Name: Töregene Khatun
Auch bekannt als: Töregene Hatun oder Chatun
Lebensdaten: ca. 1185 bis 1247 (Ortsangaben sind keine bekannt und ergeben bei einem ziehenden Reitervolk auch wenig Sinn.)
In aller Kürze: Als „Ehefrau“ von Ögedei Khan, dem Sohn von Dschingis Khan und zweitem Großkhan des Mongolenreichs, wurde Töregene Khatun nach dessen Tod 1242 Regentin des Reiches – bis 1246 ihr Sohn Güyük der neue Großkhan wurde. Damit könnte Sie die mächtigste Frau der Geschichte gewesen sein.

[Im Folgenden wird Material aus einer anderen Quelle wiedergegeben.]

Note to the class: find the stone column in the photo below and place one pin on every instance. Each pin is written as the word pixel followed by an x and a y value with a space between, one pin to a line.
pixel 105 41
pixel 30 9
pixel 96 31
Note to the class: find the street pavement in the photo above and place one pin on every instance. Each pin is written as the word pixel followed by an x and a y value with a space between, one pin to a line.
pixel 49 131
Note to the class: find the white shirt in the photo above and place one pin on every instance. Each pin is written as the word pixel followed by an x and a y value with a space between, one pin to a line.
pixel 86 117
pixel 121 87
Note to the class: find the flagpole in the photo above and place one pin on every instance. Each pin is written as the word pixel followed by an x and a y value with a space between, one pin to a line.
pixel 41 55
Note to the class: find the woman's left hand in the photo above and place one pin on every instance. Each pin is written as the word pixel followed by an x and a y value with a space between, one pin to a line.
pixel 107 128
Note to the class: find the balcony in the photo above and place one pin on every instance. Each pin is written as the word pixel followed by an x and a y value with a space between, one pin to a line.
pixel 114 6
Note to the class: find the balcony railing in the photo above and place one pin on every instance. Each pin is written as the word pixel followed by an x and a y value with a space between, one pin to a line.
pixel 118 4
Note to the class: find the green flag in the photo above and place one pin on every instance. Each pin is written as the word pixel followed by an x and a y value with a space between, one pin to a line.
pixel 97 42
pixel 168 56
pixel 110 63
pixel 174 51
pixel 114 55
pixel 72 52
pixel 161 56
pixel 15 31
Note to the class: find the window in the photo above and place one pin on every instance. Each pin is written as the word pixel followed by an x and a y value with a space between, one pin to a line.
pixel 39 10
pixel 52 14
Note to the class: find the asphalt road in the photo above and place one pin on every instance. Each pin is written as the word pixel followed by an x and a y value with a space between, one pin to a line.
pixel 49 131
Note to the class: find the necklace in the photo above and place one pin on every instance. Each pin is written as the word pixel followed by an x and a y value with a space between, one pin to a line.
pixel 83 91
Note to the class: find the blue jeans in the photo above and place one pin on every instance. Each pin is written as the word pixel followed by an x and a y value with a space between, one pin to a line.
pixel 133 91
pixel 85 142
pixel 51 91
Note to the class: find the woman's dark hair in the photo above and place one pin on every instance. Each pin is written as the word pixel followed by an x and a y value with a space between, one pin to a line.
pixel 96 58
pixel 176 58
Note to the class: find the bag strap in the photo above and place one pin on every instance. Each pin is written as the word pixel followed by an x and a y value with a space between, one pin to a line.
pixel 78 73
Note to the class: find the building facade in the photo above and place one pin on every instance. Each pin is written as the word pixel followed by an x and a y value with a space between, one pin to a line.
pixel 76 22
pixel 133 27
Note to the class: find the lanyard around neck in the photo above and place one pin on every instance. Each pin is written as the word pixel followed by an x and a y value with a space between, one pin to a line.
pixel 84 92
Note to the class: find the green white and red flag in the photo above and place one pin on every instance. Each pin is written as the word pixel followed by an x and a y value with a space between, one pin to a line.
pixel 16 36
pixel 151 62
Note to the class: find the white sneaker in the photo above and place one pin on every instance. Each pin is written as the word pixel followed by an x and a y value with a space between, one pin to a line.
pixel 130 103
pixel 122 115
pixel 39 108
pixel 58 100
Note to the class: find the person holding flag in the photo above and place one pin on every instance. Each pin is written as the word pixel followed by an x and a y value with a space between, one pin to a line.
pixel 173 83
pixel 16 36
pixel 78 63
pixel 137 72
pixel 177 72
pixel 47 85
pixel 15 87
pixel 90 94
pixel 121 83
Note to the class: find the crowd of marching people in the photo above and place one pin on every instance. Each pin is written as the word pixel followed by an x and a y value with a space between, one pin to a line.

Im Detail: Das größte Landreich aller Zeiten war das Mongolenreich, von Dschingis Khan 1190 gegründet, zerbrach es schon 1260 wieder. Alle vier offiziellen Herrscher der Mongolen waren Männer, aber von 1242 bis 1246 hatte es eine Regentin: Töregene Khatun, wie der Name schon sagt. Analog zu Khan, was kein Nachname ist, sondern „Herrscher“ bedeutet, ist auch Khatun ein Titel: die weibliche Form „Herrscherin“.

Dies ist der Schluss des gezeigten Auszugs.